Studio album by Foghat
- Released: October 1974
- Recorded: 1974
- Genre: Blues rock, hard rock
- Length: 39:02
- Label: Bearsville (original) Rhino (reissue)
- Producer: Nick Jameson

Foghat chronology
| Energized (1974) | Rock and Roll Outlaws (1974) | Fool for the City (1975) |

= Rock and Roll Outlaws =

Rock and Roll Outlaws is the fourth album by Foghat, released in October 1974. The album cover shows a picture of the band near a Learjet in the Mojave Desert.
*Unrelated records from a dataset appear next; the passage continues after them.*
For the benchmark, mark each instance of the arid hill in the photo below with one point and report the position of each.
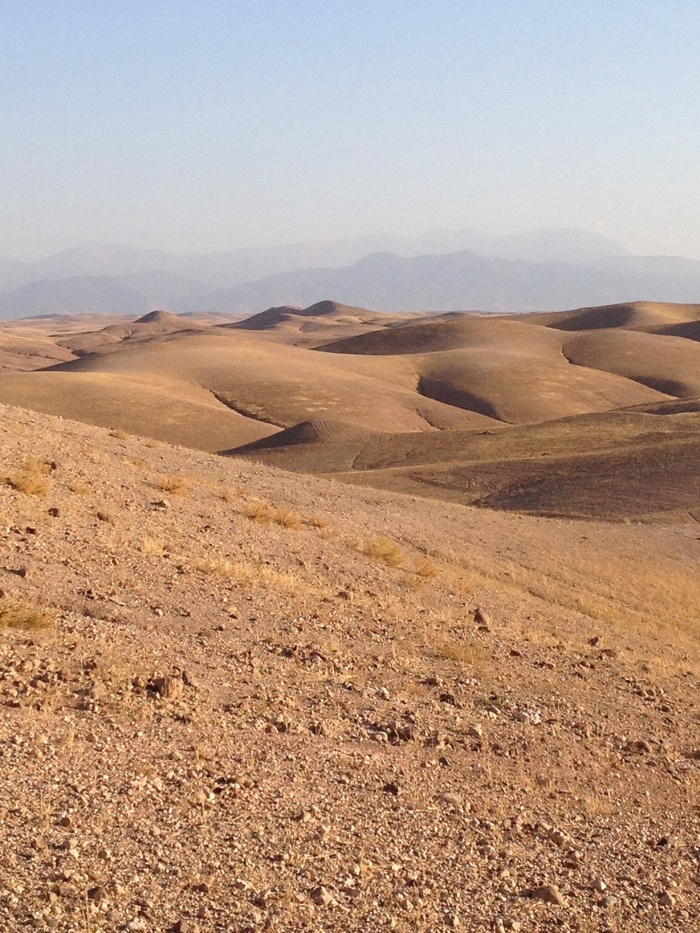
(553, 414)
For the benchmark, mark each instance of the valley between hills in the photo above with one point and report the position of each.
(333, 619)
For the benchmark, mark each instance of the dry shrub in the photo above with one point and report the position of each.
(266, 514)
(32, 479)
(287, 518)
(155, 548)
(319, 521)
(260, 512)
(25, 617)
(385, 549)
(175, 485)
(80, 489)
Though the airplane displayed the band's logo, it did not belong to them; the band borrowed it and stuck on the logo.

Professional ratings
Review scores
| Source | Rating |
| AllMusic |  |

==Track listing==
1. "Eight Days on the Road" (Michael Gayle, Jerry Ragovoy) - 6:08
2. "Hate to See You Go" (Dave Peverett, Rod Price) - 4:39
3. "Dreamer" (Peverett, Price) - 6:39
4. "Trouble in My Way" (Peverett) - 3:32
5. "Rock and Roll Outlaw" (Felix Cavaliere, Carman Moore) - 3:53
6. "Shirley Jean" (Peverett, Price) - 3:46
7. "Blue Spruce Woman" (David Anderson) - 4:08
8. "Chateau Lafitte '59 Boogie" (Peverett, Price) - 6:17

== Foghat ==
- Lonesome Dave: Lead vocals, rhythm guitar
- Rod Price: Lead guitar, Vocals
- Tony Stevens: Bass guitar
- Roger Earl: Drums
- Nick Jameson: guest piano soloist on "Shirley Jean"

==Charts==

| Chart (1974) | Peak position |
|---|---|
| Canada Top Albums/CDs (RPM) | 82 |
| US Billboard 200 | 40 |

==Certifications==

| Region | Certification | Certified units/sales |
| United States (RIAA) | Gold | 500,000^{^} |
^{^} Shipments figures based on certification alone.